Rust @programming.dev burntsushi @programming.dev 1 yr. ago

aho-corasick (and thus the regex crate too) now uses SIMD on aarch64 (e.g., Apple silicon) to greatly accelerate some searches

github.com add aarch64 SIMD implementation of Teddy by BurntSushi · Pull Request #129 · BurntSushi/aho-corasick

Up until this point, Teddy was explicitly written using x86-64 SIMD routines. Specifically, ones from SSSE3 and AVX2. This PR shuffles Teddy's main implementation into code that is generic over a n...

2 comments

Cross-posting from reddit:

The PR has more details, but here are a few ad hoc benchmarks using ripgrep on my M2 mac mini while searching a 5.5GB file.

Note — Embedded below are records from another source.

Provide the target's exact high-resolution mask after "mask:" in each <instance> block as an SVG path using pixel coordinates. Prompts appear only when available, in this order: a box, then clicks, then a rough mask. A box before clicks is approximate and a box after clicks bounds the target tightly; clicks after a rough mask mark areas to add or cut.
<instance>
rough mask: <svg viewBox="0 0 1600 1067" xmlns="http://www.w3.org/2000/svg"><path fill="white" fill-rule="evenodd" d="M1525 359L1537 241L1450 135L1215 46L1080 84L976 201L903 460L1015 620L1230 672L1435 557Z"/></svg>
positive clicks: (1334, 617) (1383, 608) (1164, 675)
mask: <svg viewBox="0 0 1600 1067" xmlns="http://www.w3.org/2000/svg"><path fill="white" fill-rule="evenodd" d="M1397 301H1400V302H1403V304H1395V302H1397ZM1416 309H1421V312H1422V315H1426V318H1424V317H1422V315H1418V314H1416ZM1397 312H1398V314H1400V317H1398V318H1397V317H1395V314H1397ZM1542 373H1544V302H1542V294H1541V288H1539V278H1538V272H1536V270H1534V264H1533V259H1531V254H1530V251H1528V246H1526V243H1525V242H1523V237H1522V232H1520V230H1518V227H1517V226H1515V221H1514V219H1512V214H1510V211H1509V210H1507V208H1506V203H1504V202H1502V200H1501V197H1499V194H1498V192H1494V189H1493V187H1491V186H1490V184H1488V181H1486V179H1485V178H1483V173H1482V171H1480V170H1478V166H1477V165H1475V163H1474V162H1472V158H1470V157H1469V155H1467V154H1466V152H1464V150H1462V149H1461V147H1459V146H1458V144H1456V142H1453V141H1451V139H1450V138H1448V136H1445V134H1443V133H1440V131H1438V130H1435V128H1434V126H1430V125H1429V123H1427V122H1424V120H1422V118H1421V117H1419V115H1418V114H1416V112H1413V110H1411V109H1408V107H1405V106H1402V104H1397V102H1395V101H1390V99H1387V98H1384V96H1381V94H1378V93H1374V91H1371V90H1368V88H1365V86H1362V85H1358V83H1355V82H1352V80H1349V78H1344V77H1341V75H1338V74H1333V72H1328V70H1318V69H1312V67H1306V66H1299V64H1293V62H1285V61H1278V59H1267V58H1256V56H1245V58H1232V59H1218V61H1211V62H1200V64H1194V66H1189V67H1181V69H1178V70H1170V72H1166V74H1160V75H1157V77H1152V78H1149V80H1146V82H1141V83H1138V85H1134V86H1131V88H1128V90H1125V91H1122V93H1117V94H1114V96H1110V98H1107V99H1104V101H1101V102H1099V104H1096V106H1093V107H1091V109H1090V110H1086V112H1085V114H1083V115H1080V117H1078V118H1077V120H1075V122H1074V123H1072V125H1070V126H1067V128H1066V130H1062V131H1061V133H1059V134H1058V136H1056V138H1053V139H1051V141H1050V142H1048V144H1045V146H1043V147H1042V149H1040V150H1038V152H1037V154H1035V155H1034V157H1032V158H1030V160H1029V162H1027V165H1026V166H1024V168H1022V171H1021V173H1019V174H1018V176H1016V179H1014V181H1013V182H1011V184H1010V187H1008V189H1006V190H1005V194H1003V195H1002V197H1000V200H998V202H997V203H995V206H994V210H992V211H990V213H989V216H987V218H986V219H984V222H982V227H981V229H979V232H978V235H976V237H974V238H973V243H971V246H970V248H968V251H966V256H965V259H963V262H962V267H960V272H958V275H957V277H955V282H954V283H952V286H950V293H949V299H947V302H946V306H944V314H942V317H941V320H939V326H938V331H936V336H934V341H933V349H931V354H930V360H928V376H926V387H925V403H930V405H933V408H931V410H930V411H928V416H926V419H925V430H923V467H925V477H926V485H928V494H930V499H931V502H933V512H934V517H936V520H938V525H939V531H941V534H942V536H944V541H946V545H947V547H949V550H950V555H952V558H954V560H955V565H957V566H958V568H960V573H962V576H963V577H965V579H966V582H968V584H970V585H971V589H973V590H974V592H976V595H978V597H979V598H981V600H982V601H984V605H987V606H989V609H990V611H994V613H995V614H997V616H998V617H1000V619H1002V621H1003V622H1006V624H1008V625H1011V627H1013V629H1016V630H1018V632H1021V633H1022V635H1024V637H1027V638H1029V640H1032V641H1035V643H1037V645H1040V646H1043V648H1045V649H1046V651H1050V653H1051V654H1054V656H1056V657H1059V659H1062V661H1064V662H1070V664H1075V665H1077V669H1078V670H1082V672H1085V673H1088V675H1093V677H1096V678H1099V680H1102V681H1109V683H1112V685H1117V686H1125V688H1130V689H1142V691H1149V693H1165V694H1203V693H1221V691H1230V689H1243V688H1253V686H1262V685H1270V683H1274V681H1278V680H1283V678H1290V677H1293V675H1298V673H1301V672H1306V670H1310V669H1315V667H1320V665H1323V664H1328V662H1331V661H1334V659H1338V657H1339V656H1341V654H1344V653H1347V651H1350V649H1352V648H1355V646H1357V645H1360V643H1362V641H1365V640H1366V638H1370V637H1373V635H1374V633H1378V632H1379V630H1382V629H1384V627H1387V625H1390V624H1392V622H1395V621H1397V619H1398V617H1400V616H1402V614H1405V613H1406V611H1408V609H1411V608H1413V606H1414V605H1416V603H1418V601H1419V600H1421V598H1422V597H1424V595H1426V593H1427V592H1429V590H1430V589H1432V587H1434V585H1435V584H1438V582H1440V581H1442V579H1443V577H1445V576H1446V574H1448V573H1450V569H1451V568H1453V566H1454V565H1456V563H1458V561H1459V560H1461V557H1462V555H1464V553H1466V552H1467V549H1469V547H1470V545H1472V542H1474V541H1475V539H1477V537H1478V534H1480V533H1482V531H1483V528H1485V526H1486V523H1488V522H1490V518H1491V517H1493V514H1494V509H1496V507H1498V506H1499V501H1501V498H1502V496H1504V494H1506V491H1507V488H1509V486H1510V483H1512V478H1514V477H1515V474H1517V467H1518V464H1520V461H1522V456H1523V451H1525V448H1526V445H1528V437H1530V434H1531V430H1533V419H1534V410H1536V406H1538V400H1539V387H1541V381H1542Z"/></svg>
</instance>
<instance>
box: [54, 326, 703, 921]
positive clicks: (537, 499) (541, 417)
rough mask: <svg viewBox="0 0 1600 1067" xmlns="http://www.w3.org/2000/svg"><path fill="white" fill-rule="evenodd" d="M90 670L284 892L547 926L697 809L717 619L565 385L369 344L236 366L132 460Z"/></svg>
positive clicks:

This one is just a case insensitive search. A case insensitive regex expands to something like (ignoring Unicode) [Ss][Hh][Ee][Rr]..., which means that it has multiple literal prefixes. In fact, you can enumerate them! As long as the set is small enough, this is something that the new SIMD acceleration on aarch64 can handle (and has done for a long time on x86-64):

$ time rg-before-teddy-aarch64 -i -c 'Sherlock Holmes' OpenSubtitles2018.half.en 3055 real 8.208 user 7.731 sys 0.467 maxmem 5600 MB faults 191 $ time rg-after-teddy-aarch64 -i -c 'Sherlock Holmes' OpenSubtitles2018.half.en 3055 real 1.137 user 0.695 sys 0.430 maxmem 5904 MB faults 203

And of course, using multiple literals explicitly also uses this optimization:

$ time rg-before-teddy-aarch64 -c 'Sherlock Holmes|John Watson|Irene Adler|Inspector Lestrade|Professor Moriarty' OpenSubtitles2018.half.en 3804 real 9.055 user 8.580 sys 0.474 maxmem 4912 MB faults 11 $ time rg-after-teddy-aarch64 -c 'Sherlock Holmes|John Watson|Irene Adler|Inspector Lestrade|Professor Moriarty' OpenSubtitles2018.half.en 3804 real 1.121 user 0.697 sys 0.422 maxmem 4832 MB faults 11

And it doesn't just work for prefixes, it also works for inner literals too:

$ time rg-before-teddy-aarch64 -c '\w+\s+(Sherlock Holmes|John Watson|Irene Adler|Inspector Lestrade|Professor Moriarty)\s+\w+' OpenSubtitles2018.half.en 773 real 9.065 user 8.586 sys 0.477 maxmem 6384 MB faults 11 $ time rg-after-teddy-aarch64 -c '\w+\s+(Sherlock Holmes|John Watson|Irene Adler|Inspector Lestrade|Professor Moriarty)\s+\w+' OpenSubtitles2018.half.en 773 real 1.124 user 0.702 sys 0.421 maxmem 6784 MB faults 11

If you're curious about how the SIMD stuff works, you can read my description of Teddy here. I ported this algorithm out of the Hyperscan project several years ago, and it has been one of the killer ingredients for making ripgrep fast in a lot of common cases. But it only worked on x86-64. With the rise and popularity of aarch64 and Apple silicon, I was motivated to port it over. I just recently finished analogous work for the memchr crate as well.
- This sounds really great and will probably have quite an impact on a lot of users. So, nice work!